Definitely - keep the business user in mind. But, remember that mission critical reports would need to go through a review process and this would be very difficult without having the ability to do a due diligence, a.k.a source control/code review/pull request.
1)Open and readable format (XML, JSON)
2)Easy publishing throuhg Azure Dev Ops
3)Visual Studio project template which allows integration with Git (similar to SSRS)
Like many others I have created a semi-automatic process that extracts the content of the .pbit file (and some of its included nested archives) into a git readable structure. It's a good first step, but a native integration would be so much easier. Every time the .pbix gets uploaded to the workspace the .pbit contents should be pushed into git.
Nathan Baird commented
My team does version control of pbix in GIT today. We have a git-commit hook that detects when a pbix file is being added, it automatically extracts the contents from the pbix (which is a zip), pretty prints some of the files (particularly nested json strings), and automatically adds the auto-generated files as part of the commit. Much of how powerbi stores things internally is still not really comprehendible at Code Review time (eg. rather than using enums with friendly string names, they use ints to identify certain operations).
In addition to providing something like the above (rather than us having to build it), it would still be nice to have the publishing connected to sharepoint work automatically. Sharepoint APIs are not great - simply moving a 'local' file in git to sharepoint with the APIs + Auth is not straight forward - so we've been unable to set up an azure dev ops pipeline to publish when commit is merged to a release branch. Would love to see a Azure Dev Ops pipeline task that would simply publish pbix files if they make it to master.
John Bonfardeci II commented
You can't version control Power BI files with Git because they contain binary data. But you can use SharePoint document libraries to store different versions.

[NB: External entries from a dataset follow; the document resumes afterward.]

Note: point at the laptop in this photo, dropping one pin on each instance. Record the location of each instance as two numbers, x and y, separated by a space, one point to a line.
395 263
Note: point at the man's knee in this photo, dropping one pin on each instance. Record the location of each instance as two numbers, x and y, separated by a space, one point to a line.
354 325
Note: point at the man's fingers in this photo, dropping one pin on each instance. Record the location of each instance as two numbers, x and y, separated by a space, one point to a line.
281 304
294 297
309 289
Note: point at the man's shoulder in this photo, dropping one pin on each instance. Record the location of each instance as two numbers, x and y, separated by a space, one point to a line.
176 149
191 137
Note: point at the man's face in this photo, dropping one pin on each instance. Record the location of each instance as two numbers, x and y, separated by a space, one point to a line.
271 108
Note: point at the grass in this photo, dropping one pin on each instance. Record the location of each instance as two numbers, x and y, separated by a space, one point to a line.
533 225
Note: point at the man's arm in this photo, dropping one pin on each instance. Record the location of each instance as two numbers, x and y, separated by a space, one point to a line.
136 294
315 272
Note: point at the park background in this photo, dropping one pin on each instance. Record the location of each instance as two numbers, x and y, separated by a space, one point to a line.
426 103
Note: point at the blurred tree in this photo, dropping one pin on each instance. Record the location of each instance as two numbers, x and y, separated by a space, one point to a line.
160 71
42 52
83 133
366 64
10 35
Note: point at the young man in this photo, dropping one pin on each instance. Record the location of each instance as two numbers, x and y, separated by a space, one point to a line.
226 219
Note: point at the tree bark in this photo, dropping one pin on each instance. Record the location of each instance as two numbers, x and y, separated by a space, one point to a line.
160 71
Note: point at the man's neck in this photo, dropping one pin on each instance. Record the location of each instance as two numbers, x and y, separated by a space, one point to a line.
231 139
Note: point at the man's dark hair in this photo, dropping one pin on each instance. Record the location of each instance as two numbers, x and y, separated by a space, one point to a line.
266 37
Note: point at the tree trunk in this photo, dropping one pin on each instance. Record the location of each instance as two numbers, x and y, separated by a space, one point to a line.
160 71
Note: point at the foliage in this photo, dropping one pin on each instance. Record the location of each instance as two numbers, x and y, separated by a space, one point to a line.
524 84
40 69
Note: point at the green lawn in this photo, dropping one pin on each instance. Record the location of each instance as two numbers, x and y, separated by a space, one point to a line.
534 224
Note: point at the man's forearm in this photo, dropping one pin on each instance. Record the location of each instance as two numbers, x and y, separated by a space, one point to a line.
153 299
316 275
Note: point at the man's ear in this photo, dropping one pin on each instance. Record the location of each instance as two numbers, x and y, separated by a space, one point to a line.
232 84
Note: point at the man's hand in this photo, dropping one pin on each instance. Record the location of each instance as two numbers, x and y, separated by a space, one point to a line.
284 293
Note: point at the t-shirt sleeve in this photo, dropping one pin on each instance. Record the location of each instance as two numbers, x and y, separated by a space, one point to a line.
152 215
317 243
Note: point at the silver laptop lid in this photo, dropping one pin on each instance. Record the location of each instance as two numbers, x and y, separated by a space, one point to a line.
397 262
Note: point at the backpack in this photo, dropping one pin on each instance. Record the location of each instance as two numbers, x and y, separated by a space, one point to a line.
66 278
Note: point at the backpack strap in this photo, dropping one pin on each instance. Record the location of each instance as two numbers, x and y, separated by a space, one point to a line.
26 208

Yes please. Version control is a critical feature, and integrating it into Power BI will greatly increase its usability. I've just started implementing PBI reporting with my business, and will definitely need this functionality sooner rather than later.
In our shop, we are actually using TFS for version control within a project that contains datasets, RDLs, data sources, PowerBI reports, and SAS code. We import the PBIX file into the project, and then from there, simply check out the file and open from TFS in order to capture the versions.
Josef Hoenzsch commented
This would be a HUGE update for enterprise customers. I know so many teams who choose not to use Power BI because they can't easily diff changes made to their reports. It's maintainable.
Dan Shryock commented
I feel like implementing 2 simple features would solve almost all of these issues:
1. Convert a PBIX file to a PBIT and save it to a folder instead of a zip file. This would make it easy to version and compare changes manually using the desktop tool.

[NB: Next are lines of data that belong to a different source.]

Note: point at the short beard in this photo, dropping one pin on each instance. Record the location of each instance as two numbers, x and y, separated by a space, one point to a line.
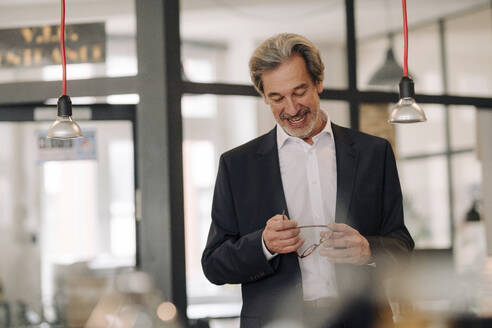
302 134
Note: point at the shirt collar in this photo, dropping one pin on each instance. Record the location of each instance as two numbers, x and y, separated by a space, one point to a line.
282 136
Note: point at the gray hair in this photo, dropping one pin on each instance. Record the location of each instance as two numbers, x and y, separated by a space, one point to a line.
279 48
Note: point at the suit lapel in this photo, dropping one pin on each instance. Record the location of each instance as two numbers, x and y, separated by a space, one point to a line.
272 192
346 158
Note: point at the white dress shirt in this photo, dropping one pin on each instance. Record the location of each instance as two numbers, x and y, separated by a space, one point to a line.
309 178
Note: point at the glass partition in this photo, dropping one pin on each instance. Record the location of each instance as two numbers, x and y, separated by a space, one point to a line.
226 34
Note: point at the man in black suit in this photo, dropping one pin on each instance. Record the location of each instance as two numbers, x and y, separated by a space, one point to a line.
310 172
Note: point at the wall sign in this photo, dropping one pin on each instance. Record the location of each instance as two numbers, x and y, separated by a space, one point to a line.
39 46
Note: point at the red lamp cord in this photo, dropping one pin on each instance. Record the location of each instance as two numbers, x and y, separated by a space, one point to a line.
405 33
62 46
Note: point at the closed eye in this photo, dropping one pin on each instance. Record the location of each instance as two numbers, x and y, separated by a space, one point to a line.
300 93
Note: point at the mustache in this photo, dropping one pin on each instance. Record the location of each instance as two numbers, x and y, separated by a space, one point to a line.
301 112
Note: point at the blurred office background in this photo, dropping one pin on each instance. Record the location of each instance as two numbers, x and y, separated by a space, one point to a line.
164 89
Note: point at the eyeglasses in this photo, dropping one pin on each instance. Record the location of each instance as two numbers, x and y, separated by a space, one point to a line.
308 251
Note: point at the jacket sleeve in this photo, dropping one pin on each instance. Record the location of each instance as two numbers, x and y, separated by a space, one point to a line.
394 241
230 257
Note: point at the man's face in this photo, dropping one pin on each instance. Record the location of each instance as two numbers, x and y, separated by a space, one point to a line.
293 97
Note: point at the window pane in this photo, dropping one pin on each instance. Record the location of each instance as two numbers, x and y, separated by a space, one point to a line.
407 139
463 127
379 29
468 51
226 34
425 201
112 54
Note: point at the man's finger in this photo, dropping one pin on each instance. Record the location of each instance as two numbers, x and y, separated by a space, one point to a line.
341 242
286 234
293 248
283 225
332 253
341 227
288 242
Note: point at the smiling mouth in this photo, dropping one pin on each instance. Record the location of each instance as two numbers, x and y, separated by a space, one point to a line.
300 117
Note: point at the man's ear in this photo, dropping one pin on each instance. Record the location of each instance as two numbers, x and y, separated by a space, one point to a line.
265 99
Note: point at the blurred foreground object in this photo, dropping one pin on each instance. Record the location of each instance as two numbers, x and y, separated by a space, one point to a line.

2. Do the above conversion on the command line for the desktop tool. This would make automating the version control process much simpler. We could then use PBIDesktop.exe for either the PBIRS or the Power BI Service to open a report, export the template as mostly plain text json files, and commit them to our version control system of choice.
Aaron C commented
My idea is a "Team explorer" version control window in PowerBI
This would require the ability to export the report (no data, no Power Query*) from the Power BI file as it's own git friendly file type. This would then allow full version control.
It may also require a "dataset" included template. Which would be a everything in the current template method, but git friendly format.
*like a PowerBi report that connects to a data set in PowerBi service.
Absolutely vital. We are currently using git (gitea) to store the binary files, super lame that we have no visibility into the complexities of the AAS Model, DAX, json templates, and M Language etc... Power BI is a beast and we need to be able to diff.
Seriously thinking about building a script that automatically separately breaks apart the zip so that git can get a diff. Have to tread carefully because unzip the file corrupts the pbix file in my experience, so will just break it out separately. Maybe do a filewatcher that looks for new modified date on the pbix file.
Power BI put on Blast by SQL Server Central :)
"... not considering the need to provide some text format for the reports, I can't understand why they didn't learn from the Integration Services team and realize that binary versions of programmable items don't make sense. We need a format that can be easily versioned, and maybe more importantly, stored in a VCS and diff'd in a way humans can understand.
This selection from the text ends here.